With some help from the community, I was able to scrape some information off a webpage. However, I am facing some trouble scraping information off the additional pages of the website.
The code shown below is able to obtain the following information: ('date', 'type', 'registration', 'operator', 'fat.', 'location', 'cat') from each year of the webpage (from 1919 - 2019). An example of the URL by year is
https://aviation-safety.net/database/dblist.php?Year=1946
However, i realised that there are additional pages in each of the URLs by years such as
https://aviation-safety.net/database/dblist.php?Year=1946&lang=&page=2 https://aviation-safety.net/database/dblist.php?Year=1946&lang=&page=3 https://aviation-safety.net/database/dblist.php?Year=1946&lang=&page=4
Was wondering how to scrape the additional pages for each year?
import pandas as pd
from bs4 import BeautifulSoup
import requests
headers = {'User-Agent': 'Mozilla/5.0 (Windows NT 10.0; Win64; x64) AppleWebKit/537.36 (KHTML, like Gecko) Chrome/75.0.3770.100 Safari/537.36'}
#start of code
mainurl = "https://aviation-safety.net/database/"
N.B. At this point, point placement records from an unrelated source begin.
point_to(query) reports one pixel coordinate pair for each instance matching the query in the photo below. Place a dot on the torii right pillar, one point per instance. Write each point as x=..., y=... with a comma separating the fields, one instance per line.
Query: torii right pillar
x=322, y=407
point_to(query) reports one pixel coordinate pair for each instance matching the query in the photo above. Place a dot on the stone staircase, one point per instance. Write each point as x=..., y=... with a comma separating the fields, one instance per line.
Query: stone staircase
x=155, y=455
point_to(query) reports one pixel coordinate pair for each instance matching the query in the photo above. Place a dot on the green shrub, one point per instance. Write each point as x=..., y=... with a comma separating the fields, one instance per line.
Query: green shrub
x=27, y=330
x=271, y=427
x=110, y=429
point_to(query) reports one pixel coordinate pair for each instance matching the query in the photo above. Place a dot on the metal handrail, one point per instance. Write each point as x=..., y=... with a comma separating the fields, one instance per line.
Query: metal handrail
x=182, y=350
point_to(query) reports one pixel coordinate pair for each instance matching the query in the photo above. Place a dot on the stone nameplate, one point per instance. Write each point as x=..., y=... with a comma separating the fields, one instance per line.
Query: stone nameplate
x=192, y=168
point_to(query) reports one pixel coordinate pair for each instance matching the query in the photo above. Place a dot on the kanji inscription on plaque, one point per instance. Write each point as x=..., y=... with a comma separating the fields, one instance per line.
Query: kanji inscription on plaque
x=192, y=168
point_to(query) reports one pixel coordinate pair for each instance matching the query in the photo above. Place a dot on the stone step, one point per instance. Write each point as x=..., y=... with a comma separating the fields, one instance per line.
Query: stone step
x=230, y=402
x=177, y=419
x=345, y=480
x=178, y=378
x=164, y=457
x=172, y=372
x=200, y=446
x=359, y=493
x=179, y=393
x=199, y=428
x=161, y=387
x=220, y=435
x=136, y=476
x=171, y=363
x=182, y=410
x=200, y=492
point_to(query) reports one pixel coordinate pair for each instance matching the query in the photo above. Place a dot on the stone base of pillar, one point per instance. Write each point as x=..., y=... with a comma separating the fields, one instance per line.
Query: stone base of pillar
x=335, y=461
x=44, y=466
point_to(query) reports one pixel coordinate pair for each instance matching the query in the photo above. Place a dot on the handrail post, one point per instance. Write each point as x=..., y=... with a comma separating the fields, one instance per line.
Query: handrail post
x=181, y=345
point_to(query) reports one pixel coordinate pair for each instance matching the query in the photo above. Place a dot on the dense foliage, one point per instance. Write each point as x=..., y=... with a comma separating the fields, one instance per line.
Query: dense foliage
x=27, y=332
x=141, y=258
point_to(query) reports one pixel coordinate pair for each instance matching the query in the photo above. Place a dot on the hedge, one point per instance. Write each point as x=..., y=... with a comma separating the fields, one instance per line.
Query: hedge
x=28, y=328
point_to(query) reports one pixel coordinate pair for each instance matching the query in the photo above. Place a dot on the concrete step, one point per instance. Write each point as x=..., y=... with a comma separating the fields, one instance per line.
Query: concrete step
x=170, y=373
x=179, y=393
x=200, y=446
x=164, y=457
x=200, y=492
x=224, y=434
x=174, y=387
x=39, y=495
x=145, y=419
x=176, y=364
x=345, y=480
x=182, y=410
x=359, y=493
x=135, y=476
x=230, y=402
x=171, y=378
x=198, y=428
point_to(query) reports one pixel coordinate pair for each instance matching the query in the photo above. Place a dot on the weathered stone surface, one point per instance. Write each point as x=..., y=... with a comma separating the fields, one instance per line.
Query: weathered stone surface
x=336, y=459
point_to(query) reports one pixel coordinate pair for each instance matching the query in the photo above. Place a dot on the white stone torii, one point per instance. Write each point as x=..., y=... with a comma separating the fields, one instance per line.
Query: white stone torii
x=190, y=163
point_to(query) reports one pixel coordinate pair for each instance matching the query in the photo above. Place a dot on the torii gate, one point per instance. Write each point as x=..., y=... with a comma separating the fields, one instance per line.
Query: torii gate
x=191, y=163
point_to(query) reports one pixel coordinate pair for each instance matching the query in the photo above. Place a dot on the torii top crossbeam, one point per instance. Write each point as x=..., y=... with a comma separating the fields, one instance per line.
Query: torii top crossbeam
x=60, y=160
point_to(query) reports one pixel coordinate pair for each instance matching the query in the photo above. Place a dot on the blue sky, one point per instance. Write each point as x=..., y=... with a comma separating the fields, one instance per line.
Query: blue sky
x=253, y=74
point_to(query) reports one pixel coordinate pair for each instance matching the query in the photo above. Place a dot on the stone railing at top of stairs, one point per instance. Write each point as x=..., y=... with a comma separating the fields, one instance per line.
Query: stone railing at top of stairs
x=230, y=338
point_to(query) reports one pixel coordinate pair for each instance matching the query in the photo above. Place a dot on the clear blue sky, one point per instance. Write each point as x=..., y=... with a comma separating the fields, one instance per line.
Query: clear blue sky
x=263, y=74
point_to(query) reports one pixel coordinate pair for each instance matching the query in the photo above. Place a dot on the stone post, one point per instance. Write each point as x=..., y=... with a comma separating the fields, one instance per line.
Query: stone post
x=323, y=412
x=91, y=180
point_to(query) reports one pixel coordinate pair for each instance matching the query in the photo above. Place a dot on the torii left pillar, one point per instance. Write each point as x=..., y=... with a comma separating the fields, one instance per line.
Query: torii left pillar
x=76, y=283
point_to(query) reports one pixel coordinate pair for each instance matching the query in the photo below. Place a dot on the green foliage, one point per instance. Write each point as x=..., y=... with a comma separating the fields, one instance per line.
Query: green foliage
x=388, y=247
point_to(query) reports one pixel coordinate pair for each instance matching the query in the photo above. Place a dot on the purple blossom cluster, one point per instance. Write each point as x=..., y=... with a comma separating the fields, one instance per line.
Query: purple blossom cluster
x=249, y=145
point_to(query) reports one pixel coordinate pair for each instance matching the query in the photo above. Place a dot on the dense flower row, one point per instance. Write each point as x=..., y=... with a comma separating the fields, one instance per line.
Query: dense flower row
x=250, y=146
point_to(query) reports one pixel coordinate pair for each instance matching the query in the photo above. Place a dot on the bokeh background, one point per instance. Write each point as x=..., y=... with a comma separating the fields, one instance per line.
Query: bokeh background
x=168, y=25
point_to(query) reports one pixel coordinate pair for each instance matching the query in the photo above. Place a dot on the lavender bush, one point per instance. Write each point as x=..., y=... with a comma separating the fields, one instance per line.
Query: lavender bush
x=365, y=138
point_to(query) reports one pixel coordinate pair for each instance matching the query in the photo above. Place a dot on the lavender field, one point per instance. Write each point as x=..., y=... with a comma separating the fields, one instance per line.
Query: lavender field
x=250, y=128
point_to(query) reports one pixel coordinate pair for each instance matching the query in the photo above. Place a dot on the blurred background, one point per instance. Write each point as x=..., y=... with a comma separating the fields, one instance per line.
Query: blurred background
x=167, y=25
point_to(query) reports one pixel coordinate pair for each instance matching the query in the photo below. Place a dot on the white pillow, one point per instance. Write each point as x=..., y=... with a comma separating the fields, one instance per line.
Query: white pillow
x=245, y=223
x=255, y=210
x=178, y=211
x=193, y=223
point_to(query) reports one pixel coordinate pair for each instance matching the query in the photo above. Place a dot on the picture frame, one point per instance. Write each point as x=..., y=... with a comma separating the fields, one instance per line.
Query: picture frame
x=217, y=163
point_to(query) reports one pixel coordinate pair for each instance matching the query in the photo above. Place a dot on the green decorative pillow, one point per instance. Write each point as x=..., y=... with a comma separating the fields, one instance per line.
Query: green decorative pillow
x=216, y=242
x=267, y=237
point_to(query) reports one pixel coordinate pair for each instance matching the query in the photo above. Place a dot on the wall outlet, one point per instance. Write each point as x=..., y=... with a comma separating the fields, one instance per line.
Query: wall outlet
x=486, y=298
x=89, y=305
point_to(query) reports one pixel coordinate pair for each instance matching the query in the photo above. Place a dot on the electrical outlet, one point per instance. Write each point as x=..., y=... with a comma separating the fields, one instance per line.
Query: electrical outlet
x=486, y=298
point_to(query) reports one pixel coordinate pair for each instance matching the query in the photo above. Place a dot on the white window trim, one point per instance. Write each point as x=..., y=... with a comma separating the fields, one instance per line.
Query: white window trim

def getAndParseURL(mainurl):
result = requests.get(mainurl)
soup = BeautifulSoup(result.content, 'html.parser')
datatable = soup.find_all('a', href = True)
return datatable
datatable = getAndParseURL(mainurl)
#go through the content and grab the URLs
links = []
for link in datatable:
if 'Year' in link['href']:
url = link['href']
links.append(mainurl + url)
#check if links are in dataframe
df = pd.DataFrame(links, columns=['url'])
df.head(10)
#create empty datframe and empty list to store urls that didn't pull a table
results_df = pd.DataFrame()
no_table = []
#Loop through the URLs retrieved previously and append to results_df
for x in df['url']:
try:
html = requests.get(x, headers=headers).text # <----- added headers
table = pd.read_html(html)[0] # <---- used pandas to read in the html and parse table tags. this will return a list of dataframes and want the dataframe in position 0
results_df = results_df.append(table, sort=True).reset_index(drop=True)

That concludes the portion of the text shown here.